When Timothy Yap and his team at the University of Texas MD Anderson Cancer Center started the MYTHIC trial, they were hunting for a smarter way to attack cancers that have long frustrated oncologists—tumors with specific genetic alterations that make them particularly hard to treat. Four years later, their first-in-class drug combination is showing results that have earned it something rare in cancer research: expedited FDA review.
The treatment pairs two novel inhibitors—zedoresertib and lunresertib—working in concert against cancer cells that carry CCNE1 amplification or mutations in the FBXW7 and PPP2R1A genes. These genetic quirks show up most often in ovarian cancer, but also appear in colorectal, pancreatic, and breast cancers. For patients whose tumors carry these alterations, standard treatments often stop working, leaving few options.
The approach is elegant in its precision. Zedoresertib, developed by Debiopharm, blocks the WEE1 kinase—a protein that acts as a checkpoint protecting damaged cancer cells until they can repair themselves before dividing. Lunresertib, from Repare Therapeutics and also licensed to Debiopharm, targets a different cell cycle regulator called PKMYT1. Together, they push already-stressed cancer cells into premature division, causing them to die. It's what scientists call synthetic lethality: two drugs that are each manageable alone but devastating to tumors when combined.
The Phase I trial enrolled 62 patients with advanced, treatment-resistant solid tumors. Among the 54 whose results could be evaluated, the overall disease control rate reached 68.5 percent—meaning their cancers either shrank or held steady. Among the subset with ovarian cancers harboring the targeted genetic alterations, the numbers were even more striking: 80 percent showed consistent tumor shrinkage, with durable responses continuing in many patients. Ten patients, or 37 percent, remained on treatment for more than 16 weeks; five patients stayed on therapy beyond 32 weeks.
The molecular response rate—which measures how thoroughly the treatment hit its biological targets—climbed to 67 percent in ovarian cancer patients, compared to 47 percent across all participants. Side effects remained largely mild, manifesting as manageable nausea, vomiting, or fatigue.
Based on these findings, the FDA granted the combination Fast Track Designation specifically for ovarian cancer patients carrying these genetic profiles.

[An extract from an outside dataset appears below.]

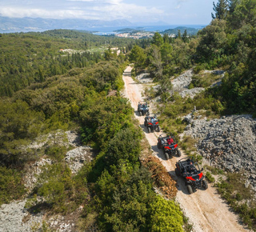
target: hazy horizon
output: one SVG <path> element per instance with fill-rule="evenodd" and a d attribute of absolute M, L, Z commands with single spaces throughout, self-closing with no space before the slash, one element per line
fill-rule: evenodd
<path fill-rule="evenodd" d="M 127 20 L 132 23 L 208 25 L 210 0 L 0 0 L 0 16 L 54 19 Z"/>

Yap, who leads clinical development at MD Anderson's Therapeutics Discovery division, noted that these patients represent an area of significant unmet need—and that the synergy they saw in laboratory studies is now translating into real benefit.
The results, presented at the 2026 American Association for Cancer Research Annual Meeting, represent an early but meaningful milestone. Phase I trials are designed primarily to test safety, yet the antitumor activity observed here has given researchers enough signal to push forward with urgency. Next steps will involve expanding the patient groups and confirming optimal dosing. For a disease where recurrence rates remain high and treatment options thin, this synthetic lethal strategy offers something patients and oncologists rarely get to say: a new path forward.